Director of Outreach and External Relations at NEC, Albert Massaquoi confirmed that the biometric voter cards could not be provided in time for the elections due to lack of funds, owing to that NEC had engaged stakeholders in all the registered political parties and they had tentatively settled for basic identity cards.
“We have already engaged the Political Parties Liaison Committee (PPLC), the body that comprised stakeholders in all the registered political parties in the country. PPLC and NEC tentatively agreed for Sierra Leoneans to vote with basic identity cards (that will include all the required information necessary for a voting process). PPLC stakeholders were initially dismayed as a result of the saga; they were worried about the transparency and quality of the imminent elections, as an institution we explained to them the necessity and the need for the low cost identity cards, we reached at an agreement for one reason (NEC together with PPLC don’t want to shift the announced elections date)” Massaquoi affirmed in a telephone interview.

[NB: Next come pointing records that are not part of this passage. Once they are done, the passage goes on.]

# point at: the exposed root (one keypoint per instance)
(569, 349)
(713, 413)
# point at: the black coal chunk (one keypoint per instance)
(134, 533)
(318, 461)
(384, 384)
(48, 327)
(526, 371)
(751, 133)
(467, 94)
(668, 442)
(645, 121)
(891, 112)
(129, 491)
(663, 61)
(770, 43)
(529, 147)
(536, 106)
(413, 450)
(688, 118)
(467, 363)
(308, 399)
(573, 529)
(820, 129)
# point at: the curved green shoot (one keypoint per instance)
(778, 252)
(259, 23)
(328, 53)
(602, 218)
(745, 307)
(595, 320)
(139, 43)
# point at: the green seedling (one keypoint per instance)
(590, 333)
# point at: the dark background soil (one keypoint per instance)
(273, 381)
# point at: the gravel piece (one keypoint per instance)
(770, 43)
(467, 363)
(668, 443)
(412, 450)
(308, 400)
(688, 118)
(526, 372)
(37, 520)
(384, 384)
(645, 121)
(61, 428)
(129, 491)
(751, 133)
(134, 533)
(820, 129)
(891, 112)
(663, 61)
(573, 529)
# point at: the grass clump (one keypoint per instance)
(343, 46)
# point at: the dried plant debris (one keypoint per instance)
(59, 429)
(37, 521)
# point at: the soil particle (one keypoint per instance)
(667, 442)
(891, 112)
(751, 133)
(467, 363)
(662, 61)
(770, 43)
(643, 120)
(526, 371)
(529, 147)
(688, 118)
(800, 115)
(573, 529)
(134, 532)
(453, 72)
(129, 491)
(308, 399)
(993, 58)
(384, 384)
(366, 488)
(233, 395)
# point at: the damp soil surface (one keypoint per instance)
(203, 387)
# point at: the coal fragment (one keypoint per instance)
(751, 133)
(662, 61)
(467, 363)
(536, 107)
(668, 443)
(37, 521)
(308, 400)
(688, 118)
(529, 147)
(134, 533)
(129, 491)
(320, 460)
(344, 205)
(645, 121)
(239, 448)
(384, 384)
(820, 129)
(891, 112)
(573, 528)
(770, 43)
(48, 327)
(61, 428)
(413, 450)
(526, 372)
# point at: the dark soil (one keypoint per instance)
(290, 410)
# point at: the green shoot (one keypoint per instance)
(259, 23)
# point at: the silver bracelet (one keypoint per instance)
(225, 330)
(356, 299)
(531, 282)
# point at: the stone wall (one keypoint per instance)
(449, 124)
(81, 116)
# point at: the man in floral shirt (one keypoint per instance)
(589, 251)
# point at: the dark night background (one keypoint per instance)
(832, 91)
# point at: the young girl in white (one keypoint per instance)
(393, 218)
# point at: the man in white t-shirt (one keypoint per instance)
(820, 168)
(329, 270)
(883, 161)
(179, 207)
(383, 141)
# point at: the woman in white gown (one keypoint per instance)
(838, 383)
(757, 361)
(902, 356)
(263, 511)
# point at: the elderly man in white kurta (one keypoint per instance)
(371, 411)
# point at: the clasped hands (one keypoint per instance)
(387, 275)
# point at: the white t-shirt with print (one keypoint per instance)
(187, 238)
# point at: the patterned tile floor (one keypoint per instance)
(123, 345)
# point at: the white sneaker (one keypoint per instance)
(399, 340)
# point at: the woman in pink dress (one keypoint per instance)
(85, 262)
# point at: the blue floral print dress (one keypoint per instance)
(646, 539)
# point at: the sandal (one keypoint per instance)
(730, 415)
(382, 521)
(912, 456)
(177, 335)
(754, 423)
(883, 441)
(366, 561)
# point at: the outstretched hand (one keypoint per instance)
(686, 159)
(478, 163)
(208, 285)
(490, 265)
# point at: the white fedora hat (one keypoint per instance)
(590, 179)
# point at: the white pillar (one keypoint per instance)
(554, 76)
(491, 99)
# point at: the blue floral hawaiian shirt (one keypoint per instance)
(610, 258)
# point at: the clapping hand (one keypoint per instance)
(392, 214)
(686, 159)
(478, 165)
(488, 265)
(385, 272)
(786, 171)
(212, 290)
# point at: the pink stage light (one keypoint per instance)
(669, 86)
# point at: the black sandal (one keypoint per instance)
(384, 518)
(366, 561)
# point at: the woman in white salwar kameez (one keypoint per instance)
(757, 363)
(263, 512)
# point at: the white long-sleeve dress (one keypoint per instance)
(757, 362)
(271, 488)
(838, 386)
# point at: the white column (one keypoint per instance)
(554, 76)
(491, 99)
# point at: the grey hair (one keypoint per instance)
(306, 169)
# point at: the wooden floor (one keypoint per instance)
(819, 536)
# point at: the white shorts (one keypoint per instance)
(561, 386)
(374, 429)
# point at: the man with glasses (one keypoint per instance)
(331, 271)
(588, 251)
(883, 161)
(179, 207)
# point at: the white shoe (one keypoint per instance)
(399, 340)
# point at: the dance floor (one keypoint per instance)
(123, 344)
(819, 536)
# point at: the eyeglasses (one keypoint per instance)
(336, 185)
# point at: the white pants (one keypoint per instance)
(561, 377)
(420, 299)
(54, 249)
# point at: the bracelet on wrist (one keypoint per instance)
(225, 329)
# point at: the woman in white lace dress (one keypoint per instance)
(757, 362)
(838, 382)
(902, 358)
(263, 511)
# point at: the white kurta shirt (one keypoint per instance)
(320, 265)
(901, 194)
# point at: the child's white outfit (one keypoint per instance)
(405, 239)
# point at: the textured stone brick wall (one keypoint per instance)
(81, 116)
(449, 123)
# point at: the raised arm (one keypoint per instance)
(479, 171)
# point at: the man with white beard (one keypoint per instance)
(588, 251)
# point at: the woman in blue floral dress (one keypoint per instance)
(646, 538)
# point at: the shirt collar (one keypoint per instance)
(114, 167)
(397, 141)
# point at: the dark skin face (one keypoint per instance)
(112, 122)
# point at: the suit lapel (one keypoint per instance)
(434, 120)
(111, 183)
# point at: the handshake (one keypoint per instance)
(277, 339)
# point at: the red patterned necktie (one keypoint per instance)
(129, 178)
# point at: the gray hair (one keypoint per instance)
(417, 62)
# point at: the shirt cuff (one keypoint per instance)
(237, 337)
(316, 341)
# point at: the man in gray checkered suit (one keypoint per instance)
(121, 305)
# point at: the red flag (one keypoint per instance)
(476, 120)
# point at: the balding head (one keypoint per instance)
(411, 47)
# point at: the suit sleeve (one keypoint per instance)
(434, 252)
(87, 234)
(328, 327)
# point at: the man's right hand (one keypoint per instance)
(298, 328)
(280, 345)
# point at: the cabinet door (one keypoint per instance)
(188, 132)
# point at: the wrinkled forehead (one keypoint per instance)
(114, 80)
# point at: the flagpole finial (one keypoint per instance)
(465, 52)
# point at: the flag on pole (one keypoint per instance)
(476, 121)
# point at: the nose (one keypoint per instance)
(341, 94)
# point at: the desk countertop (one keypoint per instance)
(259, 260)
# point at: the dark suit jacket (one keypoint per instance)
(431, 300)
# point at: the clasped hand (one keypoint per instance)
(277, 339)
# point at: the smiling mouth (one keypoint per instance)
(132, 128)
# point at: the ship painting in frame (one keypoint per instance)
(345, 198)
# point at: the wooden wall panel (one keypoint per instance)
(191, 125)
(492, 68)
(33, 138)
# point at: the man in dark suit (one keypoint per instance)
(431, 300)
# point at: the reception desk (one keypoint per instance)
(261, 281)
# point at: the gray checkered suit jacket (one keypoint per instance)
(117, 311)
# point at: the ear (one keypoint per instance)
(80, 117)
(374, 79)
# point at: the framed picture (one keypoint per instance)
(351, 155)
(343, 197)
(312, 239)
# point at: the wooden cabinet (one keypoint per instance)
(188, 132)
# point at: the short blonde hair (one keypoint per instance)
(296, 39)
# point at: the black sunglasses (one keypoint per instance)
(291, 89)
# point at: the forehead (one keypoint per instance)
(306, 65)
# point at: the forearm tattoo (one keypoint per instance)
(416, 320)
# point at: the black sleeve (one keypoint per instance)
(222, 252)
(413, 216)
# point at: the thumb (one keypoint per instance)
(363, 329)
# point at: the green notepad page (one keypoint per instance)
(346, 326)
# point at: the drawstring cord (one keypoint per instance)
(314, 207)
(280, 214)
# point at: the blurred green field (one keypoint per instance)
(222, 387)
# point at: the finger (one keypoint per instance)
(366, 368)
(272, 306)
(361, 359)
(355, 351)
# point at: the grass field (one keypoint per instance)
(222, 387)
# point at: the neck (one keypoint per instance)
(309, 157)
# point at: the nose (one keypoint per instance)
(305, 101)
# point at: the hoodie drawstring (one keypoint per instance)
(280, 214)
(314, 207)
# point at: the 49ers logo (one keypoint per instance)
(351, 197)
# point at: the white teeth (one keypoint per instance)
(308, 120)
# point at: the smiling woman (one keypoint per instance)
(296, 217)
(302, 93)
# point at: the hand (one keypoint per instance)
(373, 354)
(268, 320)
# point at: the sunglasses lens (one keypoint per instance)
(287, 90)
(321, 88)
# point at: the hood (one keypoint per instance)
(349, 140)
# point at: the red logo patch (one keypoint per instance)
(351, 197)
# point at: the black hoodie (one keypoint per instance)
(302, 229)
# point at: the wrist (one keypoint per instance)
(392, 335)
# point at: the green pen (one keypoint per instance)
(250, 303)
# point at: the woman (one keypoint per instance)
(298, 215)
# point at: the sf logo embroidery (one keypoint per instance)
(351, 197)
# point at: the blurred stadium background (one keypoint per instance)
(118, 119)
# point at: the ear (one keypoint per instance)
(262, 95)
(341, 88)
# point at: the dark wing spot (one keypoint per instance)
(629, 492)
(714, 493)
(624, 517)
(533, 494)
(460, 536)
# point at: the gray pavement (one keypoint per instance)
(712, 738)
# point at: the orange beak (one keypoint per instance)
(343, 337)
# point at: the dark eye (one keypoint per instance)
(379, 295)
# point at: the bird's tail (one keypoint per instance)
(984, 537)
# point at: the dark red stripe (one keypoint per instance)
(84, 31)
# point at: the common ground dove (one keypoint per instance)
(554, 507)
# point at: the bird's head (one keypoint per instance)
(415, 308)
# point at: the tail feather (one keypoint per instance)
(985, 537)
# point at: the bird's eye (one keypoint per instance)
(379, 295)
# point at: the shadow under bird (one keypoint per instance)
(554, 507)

Massaquoi ascertained that his institution has been confronted with two major challenges; the availability of funds to finance the biometric cards and the forthcoming elections timeline, as he said NEC has no intention to budge the announced elections date.
The idea to produce a biometric card is in line with a requirement by the sub-regional grouping, the Economic Community of West African States (ECOWAS). It was designed to serve multiple purposes, including financial transaction and travelling within the sub region.
Albert Massaquoi, Director of Outreach and External Relations at NEC, submitted that a single ECOWAS compliance ID card will cost US$8 to produce. He explained that it will amount to over US$30 million for the estimated over 3 million registered Sierra Leoneans.